I needed to integrate rate limiting into a relatively small service that complements a monolith I was working on. My initial thought was to apply it at the application layer, as it seemed to be the simplest route.

Plus, I didn’t want to muck around with load balancer configurations, and there’s no shortage of libraries that allow me to do this quickly in the app. However, this turned out to be a bad idea. In the event of a DDoS1 or thundering herd2 incident, even if the app rejects the influx of inbound requests, the app server workers still have to do a minimal amount of work.

Also, ideally, rate limiting is an infrastructure concern; your app should be oblivious to it. Implementing rate limiting in a layer in front of your app prevents rogue requests from even reaching the app server in the event of an incident. So, I decided to spend some time investigating how to do it at the load balancer layer. Nginx3 makes it quite manageable4 without much fuss and the system was already using it as a reverse proxy.

For the initial pass, I chose to go with the default Nginx settings, avoiding any additional components like a Redis layer for centralized rate limiting.

App structure

For this demo, I’ll proceed with a simple hello-world server written in Go. Here’s the app directory:

app
├── Dockerfile
├── docker-compose.yml
├── go.mod
├── main.go
├── main_test.go
└── nginx
    ├── default.conf
    └── nginx.conf

The main.go file exposes the server at the /greetings endpoint on port 8080:

package main

import (
    "encoding/json"
    "net/http"
)

type HelloWorldResponse struct {
    Message string `json:"message"`
}

func helloWorldHandler(w http.ResponseWriter, r *http.Request) {
    w.Header().Set("Content-Type", "application/json")
    response := HelloWorldResponse{Message: "Hello World"}
    json.NewEncoder(w).Encode(response)
}

func main() {
    http.HandleFunc("/greetings", helloWorldHandler)
    http.ListenAndServe(":8080", nil)
}

If you run the server with the go run main.go command and make a curl request to it, it’ll give you the following JSON output:

curl localhost:8080/greetings | jq
{
  "message": "Hello World"
}

Now, we want to set up the rate limiter in the reverse proxy layer so that it will reject requests when the inbound request rate exceeds 50 req/sec.

Nginx config

The Nginx config lives in the nginx directory and consists of two config files:

app/nginx
├── default.conf
└── nginx.conf

The nginx.conf file is the core configuration file.

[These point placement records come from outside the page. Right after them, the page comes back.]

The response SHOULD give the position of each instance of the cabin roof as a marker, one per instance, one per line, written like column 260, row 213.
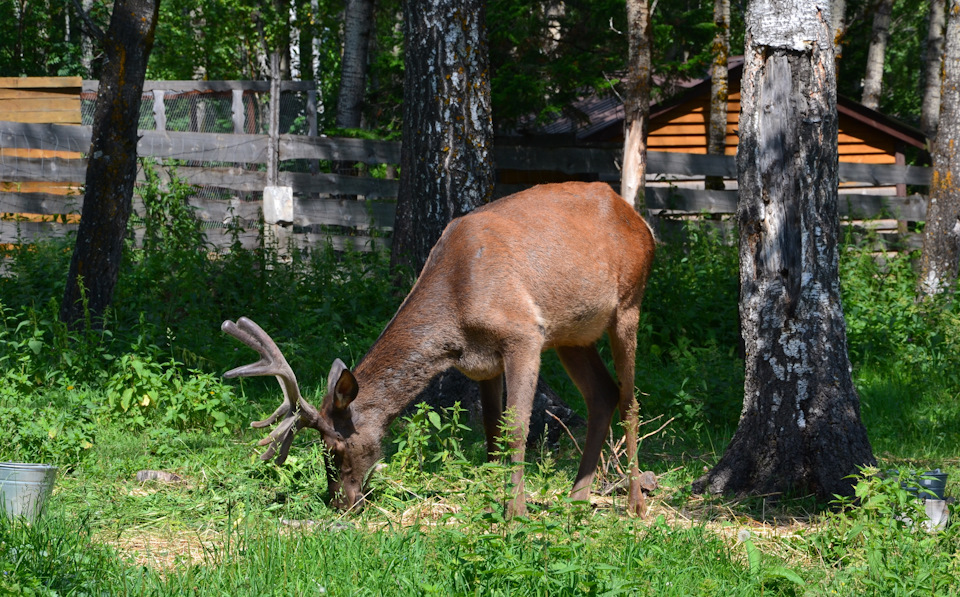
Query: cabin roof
column 605, row 114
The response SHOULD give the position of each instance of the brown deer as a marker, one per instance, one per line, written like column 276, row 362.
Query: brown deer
column 550, row 267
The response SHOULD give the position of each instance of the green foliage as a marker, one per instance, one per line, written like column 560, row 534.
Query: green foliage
column 877, row 541
column 902, row 92
column 145, row 392
column 690, row 333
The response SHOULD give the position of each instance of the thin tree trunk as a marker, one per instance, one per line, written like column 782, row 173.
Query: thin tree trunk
column 112, row 163
column 446, row 161
column 873, row 78
column 636, row 105
column 930, row 111
column 357, row 27
column 800, row 428
column 717, row 132
column 940, row 259
column 838, row 24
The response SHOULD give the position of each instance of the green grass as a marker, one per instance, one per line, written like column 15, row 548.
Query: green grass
column 146, row 394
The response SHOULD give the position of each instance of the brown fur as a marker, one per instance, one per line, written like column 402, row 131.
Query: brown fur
column 554, row 266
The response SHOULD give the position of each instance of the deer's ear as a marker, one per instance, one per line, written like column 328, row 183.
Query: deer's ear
column 341, row 385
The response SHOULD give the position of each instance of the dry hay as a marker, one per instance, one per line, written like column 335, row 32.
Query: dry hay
column 166, row 549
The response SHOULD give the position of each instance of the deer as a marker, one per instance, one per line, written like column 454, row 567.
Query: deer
column 554, row 266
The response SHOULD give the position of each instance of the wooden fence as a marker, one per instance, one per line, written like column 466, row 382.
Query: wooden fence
column 231, row 171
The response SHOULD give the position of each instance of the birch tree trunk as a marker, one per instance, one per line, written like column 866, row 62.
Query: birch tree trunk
column 717, row 132
column 838, row 24
column 637, row 105
column 800, row 429
column 930, row 110
column 940, row 259
column 446, row 160
column 112, row 163
column 873, row 78
column 357, row 25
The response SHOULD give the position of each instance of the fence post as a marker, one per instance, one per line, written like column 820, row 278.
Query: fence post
column 159, row 110
column 236, row 111
column 312, row 123
column 274, row 122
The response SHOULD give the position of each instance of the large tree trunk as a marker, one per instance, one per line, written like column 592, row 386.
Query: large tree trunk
column 873, row 78
column 940, row 259
column 446, row 161
column 800, row 428
column 930, row 111
column 717, row 132
column 111, row 163
column 636, row 105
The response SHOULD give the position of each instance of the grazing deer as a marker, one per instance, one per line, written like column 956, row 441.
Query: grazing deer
column 550, row 267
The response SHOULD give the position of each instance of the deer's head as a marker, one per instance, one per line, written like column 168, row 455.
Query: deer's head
column 352, row 452
column 353, row 449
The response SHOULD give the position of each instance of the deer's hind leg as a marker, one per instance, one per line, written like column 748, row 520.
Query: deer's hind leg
column 588, row 372
column 623, row 343
column 491, row 401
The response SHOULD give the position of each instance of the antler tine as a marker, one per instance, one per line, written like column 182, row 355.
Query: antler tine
column 282, row 435
column 272, row 362
column 296, row 412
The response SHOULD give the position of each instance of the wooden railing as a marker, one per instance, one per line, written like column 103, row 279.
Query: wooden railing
column 232, row 167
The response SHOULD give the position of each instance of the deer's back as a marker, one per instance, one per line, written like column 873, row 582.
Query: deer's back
column 562, row 257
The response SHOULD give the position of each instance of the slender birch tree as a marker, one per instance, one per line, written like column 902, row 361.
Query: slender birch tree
column 930, row 110
column 940, row 258
column 719, row 91
column 446, row 160
column 636, row 104
column 873, row 77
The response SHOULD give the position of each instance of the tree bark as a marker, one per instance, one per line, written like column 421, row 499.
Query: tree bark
column 717, row 132
column 111, row 162
column 940, row 259
column 636, row 105
column 800, row 429
column 446, row 160
column 930, row 110
column 357, row 25
column 838, row 24
column 873, row 78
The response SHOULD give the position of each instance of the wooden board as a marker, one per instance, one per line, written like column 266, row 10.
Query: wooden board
column 39, row 82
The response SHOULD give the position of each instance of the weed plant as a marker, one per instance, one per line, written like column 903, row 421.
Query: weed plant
column 144, row 392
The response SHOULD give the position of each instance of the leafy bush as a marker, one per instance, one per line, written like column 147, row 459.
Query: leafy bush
column 878, row 544
column 145, row 392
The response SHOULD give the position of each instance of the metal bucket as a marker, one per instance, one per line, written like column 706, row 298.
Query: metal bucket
column 25, row 487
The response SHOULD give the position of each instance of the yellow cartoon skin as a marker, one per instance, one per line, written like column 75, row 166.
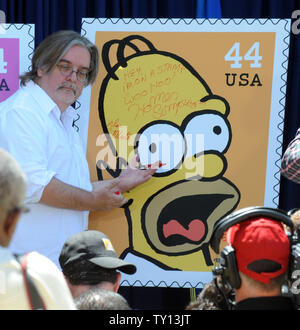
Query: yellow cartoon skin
column 167, row 112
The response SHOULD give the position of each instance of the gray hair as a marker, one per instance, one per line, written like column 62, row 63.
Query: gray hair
column 12, row 184
column 54, row 47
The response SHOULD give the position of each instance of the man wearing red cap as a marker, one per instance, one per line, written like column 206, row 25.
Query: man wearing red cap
column 262, row 251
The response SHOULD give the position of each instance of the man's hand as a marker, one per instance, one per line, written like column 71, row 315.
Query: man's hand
column 106, row 195
column 132, row 176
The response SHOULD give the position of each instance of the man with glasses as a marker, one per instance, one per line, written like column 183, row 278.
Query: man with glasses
column 36, row 127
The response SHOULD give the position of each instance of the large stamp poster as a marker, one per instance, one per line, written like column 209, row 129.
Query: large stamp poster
column 16, row 49
column 204, row 97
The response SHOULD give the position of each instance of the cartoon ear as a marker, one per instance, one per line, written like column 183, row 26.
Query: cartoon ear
column 121, row 163
column 120, row 52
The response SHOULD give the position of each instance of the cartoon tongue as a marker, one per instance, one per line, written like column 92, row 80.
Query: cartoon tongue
column 194, row 233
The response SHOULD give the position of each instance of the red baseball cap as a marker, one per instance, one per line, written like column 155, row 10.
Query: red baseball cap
column 260, row 240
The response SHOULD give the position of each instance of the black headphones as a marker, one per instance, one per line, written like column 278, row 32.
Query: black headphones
column 228, row 265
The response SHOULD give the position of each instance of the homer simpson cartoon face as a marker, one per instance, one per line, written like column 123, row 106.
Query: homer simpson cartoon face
column 155, row 105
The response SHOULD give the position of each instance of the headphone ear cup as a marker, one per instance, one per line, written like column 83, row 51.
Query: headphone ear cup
column 229, row 265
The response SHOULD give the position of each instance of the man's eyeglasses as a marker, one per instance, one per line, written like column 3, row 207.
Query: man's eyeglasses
column 67, row 70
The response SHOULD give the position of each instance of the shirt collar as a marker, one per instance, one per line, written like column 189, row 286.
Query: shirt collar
column 46, row 102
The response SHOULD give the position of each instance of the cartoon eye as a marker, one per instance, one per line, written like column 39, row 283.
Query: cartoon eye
column 161, row 142
column 207, row 132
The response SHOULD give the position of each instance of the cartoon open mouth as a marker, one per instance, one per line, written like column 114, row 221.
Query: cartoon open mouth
column 184, row 221
column 177, row 225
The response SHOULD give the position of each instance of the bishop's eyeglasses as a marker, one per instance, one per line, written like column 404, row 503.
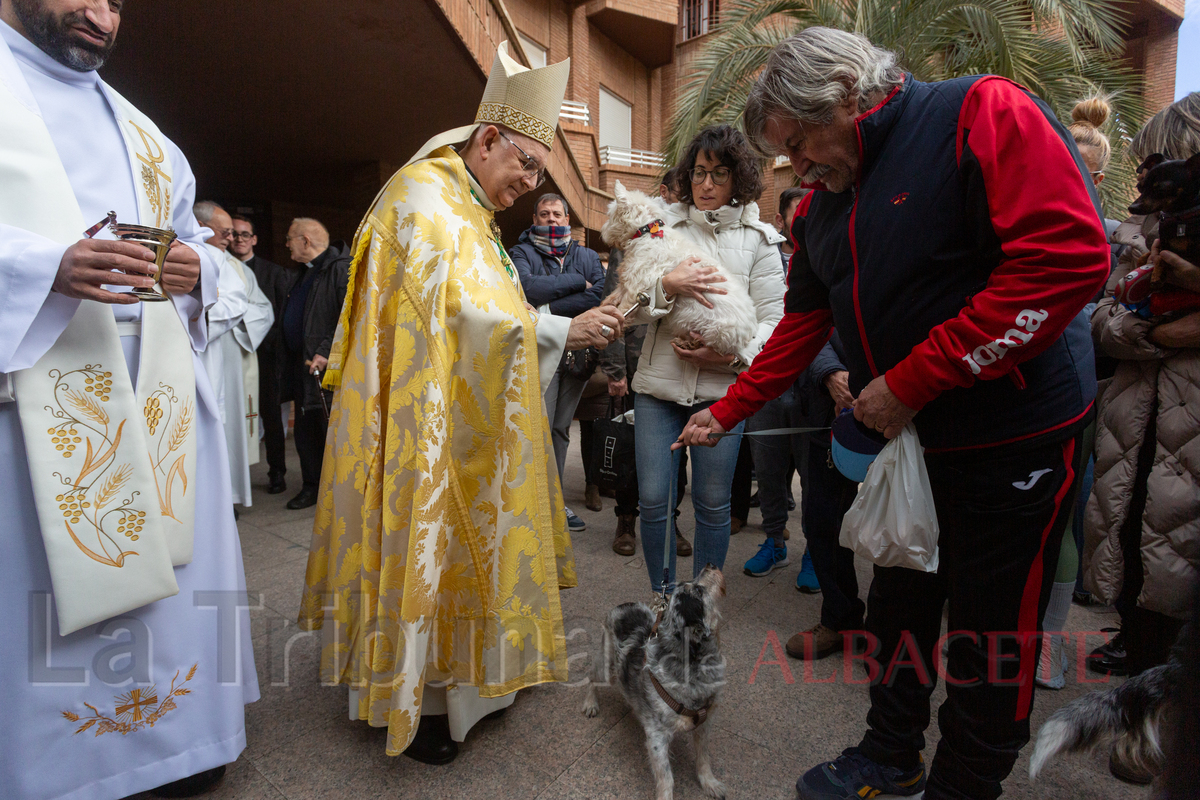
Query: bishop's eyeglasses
column 528, row 163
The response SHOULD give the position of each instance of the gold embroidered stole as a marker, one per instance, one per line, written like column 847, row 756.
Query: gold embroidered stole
column 113, row 470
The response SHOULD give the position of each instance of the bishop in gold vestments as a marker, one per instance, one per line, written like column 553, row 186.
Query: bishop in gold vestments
column 441, row 541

It’s where you define the server’s global settings, like how many worker processes to run, where to store log files, rate limiting policies, and overarching security protocols.

Then there’s the default.conf file, which is typically more focused on the configuration of individual server blocks or virtual hosts. This is where you get into the specifics of each website or service you’re hosting on the server. Settings like server names, SSL certificates, and specific location directives are defined here. It’s tailored to manage the nitty-gritty of how each site or application behaves under the umbrella of the global settings set in nginx.conf.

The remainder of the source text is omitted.